Consider the concept of a Data DAO: a decentralized autonomous organization that curates and licenses training datasets. Authors would submit their work as on-chain assets, with smart contracts defining usage terms—royalties, duration, exclusivity. AI companies would then subscribe to these pools, paying in tokens that flow back to creators. The entire process is transparent, auditable, and consent-based by design.
Based on my experience co-founding Artory—a project that tried to link NFT ownership to real-world reputation—I learned that the hardest part isn’t the technology; it’s the coordination game. Getting creators to trust an on-chain system requires more than just code; it requires a narrative that resonates. And right now, that narrative is being written by lawsuits, not by visionaries.

Liquidity isn’t just about capital; it’s the flow of trust. When Anthropic drained books from pirate sites without permission, they created a trust deficit. The lawsuit is just the first repayment demand. In a decentralized data market, trust flows both ways: creators license their work in return for verifiable compensation, and AI companies get high-quality data with legal certainty.
Let’s look at the numbers. If Anthropic had licensed 10,000 books at a conservative $5,000 per title (the kind of deal OpenAI is reportedly paying), that’s $50 million. That’s less than the $75 million lawsuit estimate, and it comes with positive PR. But they chose to gamble. Why? Because centralized systems optimize for speed, not for consent. They assume they can settle later. That’s a governance failure.

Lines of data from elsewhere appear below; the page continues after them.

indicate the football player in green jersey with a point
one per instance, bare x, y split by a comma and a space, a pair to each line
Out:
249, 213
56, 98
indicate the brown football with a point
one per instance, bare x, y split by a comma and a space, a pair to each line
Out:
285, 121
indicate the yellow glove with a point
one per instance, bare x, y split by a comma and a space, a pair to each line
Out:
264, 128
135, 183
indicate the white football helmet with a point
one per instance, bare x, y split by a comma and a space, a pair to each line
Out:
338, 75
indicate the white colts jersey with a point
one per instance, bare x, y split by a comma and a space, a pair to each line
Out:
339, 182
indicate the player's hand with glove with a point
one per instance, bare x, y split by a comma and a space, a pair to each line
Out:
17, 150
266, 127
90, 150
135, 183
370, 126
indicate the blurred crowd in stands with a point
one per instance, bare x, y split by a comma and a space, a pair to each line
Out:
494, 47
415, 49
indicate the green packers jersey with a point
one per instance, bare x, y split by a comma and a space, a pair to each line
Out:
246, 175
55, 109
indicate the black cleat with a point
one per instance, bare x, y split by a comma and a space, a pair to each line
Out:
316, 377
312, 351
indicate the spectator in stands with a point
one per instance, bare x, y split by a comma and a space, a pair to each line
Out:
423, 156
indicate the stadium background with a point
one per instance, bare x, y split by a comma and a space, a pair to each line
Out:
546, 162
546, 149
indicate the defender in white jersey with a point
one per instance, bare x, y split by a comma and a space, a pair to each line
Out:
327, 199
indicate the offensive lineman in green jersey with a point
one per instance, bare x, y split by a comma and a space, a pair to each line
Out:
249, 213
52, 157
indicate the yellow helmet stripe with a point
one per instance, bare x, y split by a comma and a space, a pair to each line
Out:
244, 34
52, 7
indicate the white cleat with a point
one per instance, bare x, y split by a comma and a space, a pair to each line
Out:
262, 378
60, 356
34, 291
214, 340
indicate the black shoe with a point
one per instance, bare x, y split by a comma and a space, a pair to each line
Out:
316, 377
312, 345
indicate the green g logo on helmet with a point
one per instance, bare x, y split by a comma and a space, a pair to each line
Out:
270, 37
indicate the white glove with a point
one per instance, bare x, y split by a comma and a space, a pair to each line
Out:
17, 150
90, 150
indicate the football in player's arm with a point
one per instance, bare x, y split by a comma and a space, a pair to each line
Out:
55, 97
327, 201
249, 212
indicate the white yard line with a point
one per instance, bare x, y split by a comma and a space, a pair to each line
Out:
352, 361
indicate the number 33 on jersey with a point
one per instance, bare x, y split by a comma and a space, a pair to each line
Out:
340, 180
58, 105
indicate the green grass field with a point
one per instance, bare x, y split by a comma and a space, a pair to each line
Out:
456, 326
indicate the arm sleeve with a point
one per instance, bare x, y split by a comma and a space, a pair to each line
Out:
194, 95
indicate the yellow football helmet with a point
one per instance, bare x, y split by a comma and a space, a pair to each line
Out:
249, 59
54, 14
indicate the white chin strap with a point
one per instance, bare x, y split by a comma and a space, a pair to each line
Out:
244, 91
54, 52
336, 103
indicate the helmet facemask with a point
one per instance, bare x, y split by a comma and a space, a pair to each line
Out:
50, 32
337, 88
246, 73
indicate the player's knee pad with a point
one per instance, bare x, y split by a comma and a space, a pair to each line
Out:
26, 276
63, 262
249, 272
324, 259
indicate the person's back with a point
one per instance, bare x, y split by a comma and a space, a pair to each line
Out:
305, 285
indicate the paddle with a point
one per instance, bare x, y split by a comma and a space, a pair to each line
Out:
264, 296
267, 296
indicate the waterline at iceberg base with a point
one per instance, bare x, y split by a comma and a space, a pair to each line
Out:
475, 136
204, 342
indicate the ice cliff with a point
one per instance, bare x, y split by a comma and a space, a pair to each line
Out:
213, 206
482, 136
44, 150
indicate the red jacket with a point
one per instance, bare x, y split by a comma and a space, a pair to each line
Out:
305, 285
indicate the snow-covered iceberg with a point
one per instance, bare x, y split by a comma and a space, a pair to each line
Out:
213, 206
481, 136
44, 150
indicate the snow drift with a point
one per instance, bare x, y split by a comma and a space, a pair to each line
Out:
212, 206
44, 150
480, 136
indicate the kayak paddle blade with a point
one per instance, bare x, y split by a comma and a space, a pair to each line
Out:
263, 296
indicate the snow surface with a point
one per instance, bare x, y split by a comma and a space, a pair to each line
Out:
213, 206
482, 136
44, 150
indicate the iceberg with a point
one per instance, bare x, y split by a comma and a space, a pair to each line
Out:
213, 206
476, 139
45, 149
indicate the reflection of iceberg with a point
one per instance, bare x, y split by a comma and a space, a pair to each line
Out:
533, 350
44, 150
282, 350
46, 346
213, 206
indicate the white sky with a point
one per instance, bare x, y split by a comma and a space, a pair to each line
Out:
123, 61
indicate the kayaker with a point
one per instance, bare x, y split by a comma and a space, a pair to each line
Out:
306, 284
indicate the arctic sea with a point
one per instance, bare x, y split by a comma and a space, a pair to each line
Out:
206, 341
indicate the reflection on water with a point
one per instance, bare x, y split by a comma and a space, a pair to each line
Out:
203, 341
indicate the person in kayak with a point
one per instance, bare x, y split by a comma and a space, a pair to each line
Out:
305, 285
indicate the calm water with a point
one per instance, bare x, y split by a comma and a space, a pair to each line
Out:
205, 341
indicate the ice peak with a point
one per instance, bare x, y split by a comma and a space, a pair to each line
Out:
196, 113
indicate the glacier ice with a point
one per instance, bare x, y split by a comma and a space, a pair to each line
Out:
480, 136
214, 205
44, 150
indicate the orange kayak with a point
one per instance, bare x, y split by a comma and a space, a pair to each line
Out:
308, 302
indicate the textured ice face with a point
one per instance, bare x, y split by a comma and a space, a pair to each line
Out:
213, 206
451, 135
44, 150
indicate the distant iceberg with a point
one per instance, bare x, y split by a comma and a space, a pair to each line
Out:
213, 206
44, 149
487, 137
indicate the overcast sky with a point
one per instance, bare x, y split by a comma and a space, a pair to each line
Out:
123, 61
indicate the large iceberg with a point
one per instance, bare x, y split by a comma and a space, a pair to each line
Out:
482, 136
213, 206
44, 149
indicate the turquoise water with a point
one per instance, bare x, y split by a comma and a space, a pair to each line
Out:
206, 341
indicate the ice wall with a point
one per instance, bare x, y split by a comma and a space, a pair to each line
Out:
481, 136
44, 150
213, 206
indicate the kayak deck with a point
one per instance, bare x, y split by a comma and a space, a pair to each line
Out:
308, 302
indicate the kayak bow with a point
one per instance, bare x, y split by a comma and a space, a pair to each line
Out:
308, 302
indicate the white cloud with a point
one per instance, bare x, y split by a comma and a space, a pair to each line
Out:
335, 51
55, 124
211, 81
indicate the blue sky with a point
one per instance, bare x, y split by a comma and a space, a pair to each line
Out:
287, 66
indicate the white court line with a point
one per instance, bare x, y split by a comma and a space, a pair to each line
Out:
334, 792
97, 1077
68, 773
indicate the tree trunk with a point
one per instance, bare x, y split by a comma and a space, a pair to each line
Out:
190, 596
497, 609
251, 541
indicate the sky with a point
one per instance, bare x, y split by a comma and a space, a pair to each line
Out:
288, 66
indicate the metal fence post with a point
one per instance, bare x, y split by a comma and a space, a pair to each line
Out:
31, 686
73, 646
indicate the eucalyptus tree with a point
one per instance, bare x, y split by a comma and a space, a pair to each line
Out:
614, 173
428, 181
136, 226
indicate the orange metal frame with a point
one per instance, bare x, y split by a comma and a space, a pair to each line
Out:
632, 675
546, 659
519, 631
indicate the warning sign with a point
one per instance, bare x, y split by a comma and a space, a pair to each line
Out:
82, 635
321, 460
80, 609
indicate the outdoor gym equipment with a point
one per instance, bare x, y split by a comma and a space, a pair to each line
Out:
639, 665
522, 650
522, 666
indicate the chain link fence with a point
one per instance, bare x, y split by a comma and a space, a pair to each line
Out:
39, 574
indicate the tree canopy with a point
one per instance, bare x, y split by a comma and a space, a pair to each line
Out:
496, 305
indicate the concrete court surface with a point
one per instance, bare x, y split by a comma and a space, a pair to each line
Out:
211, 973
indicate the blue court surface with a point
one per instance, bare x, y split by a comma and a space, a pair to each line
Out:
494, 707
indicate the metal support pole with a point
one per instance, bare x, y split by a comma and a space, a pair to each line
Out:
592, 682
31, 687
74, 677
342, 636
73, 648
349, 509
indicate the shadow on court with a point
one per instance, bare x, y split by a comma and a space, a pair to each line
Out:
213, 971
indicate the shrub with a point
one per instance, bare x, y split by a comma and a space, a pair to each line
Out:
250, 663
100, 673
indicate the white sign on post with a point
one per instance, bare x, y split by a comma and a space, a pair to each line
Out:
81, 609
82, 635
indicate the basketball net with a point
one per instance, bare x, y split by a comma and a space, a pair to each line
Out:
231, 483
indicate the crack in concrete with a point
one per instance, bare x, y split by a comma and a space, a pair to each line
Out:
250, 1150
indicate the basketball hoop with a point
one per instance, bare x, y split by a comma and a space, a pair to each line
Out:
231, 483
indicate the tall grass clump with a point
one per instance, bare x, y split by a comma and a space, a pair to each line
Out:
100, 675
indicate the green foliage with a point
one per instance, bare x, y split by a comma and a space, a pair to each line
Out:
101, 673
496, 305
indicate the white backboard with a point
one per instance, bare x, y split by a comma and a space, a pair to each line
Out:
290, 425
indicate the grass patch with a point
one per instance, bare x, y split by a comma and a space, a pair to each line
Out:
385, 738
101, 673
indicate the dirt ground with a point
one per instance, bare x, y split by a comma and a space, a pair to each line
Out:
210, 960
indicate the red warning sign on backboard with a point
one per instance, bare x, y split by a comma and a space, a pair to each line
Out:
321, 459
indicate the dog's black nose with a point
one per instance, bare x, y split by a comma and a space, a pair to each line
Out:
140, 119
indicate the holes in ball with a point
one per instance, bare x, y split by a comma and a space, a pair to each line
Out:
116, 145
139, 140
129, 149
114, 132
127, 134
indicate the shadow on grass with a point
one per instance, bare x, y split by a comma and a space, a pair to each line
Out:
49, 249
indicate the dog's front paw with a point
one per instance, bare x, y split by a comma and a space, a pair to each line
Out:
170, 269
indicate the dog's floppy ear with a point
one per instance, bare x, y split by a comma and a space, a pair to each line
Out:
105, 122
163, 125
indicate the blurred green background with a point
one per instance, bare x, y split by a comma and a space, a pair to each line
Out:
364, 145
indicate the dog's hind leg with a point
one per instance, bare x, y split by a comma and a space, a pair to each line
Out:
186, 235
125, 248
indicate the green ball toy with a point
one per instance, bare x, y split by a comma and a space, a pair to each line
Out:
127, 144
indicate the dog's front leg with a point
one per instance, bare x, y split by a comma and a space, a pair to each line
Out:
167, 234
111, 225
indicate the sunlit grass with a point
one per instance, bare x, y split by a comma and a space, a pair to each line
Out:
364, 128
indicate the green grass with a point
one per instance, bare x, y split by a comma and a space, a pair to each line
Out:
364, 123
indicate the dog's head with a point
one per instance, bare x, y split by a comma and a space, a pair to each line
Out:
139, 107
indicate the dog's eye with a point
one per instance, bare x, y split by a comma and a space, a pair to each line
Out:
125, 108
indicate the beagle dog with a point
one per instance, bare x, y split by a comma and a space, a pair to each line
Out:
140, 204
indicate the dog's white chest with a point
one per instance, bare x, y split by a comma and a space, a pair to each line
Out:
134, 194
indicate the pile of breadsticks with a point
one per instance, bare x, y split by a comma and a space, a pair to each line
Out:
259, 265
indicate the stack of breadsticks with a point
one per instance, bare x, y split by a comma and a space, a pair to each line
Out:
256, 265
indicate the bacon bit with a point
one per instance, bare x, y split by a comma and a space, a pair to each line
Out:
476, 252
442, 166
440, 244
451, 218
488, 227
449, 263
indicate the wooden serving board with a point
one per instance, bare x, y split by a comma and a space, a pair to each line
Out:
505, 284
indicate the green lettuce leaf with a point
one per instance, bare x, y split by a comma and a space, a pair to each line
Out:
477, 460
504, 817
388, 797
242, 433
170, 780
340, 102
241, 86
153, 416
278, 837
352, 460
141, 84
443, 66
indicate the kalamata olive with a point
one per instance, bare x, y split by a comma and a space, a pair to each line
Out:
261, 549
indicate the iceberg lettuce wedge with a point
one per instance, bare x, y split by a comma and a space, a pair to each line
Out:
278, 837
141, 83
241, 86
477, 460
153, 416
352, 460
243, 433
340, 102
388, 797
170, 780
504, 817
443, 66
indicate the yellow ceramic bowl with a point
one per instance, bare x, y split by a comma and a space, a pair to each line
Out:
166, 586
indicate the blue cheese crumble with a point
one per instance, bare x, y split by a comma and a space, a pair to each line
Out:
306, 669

Contrarian: The Lawsuit Might Actually Help Decentralization
Here’s the counter-intuitive take: this lawsuit is a gift to the decentralization movement. It exposes the fragility of the trust-based model and creates a regulatory tailwind for on-chain data provenance. Investors who previously dismissed Data DAOs as “too early” are now seeing real demand. Law firms specializing in AI copyright are overwhelmed, but blockchain-based solutions can automate much of the compliance.
Consider the “silent builders” I wrote about during the 2022 bear market—developers who kept building despite the price drop. I identified 15 projects with high code activity but low price correlation. Many of those were in the data sovereignty space: Ocean Protocol, Streamr, Filecoin. They are now positioned to serve the AI industry’s compliance needs. The lawsuit validates their thesis.
But there’s a dark side. Freedom isn’t just the absence of legal coercion; it’s the presence of consent in every interaction. If the only response to this lawsuit is to throw more money at the same centralized gatekeepers—like major publishing houses—we haven’t solved the problem. We’ve just changed who holds the keys. A truly decentralized system would allow any author, not just those with corporate backing, to participate and be compensated.
Identity isn’t a static record; it’s the presence of consent in every interaction. In a blockchain-based data economy, an author’s identity is tied to their consent signatures. Every use of their work is tracked. This transforms “piracy” from an external risk into an impossibility. And that’s the level of sovereignty we need.
Takeaway: What Happens Next?
The window for centralized AI companies to adopt decentralized data infrastructure is open, but it won’t stay open forever. Anthropic will likely settle or sign licensing deals within the next six months. But the underlying problem—opaque data provenance—will remain. The next lawsuit could target a different company, or a different type of data.
The real question is: Will we build systems that make consent the default, rather than the exception? Based on my experience with on-chain governance, I believe the answer is yes—not because of idealism, but because the math works. Code is the new constitution, and data constitutions should be written in smart contracts.
We didn’t need a lawsuit to know that trustless systems are better at enforcing consent. But now that we have one, let’s not waste the signal.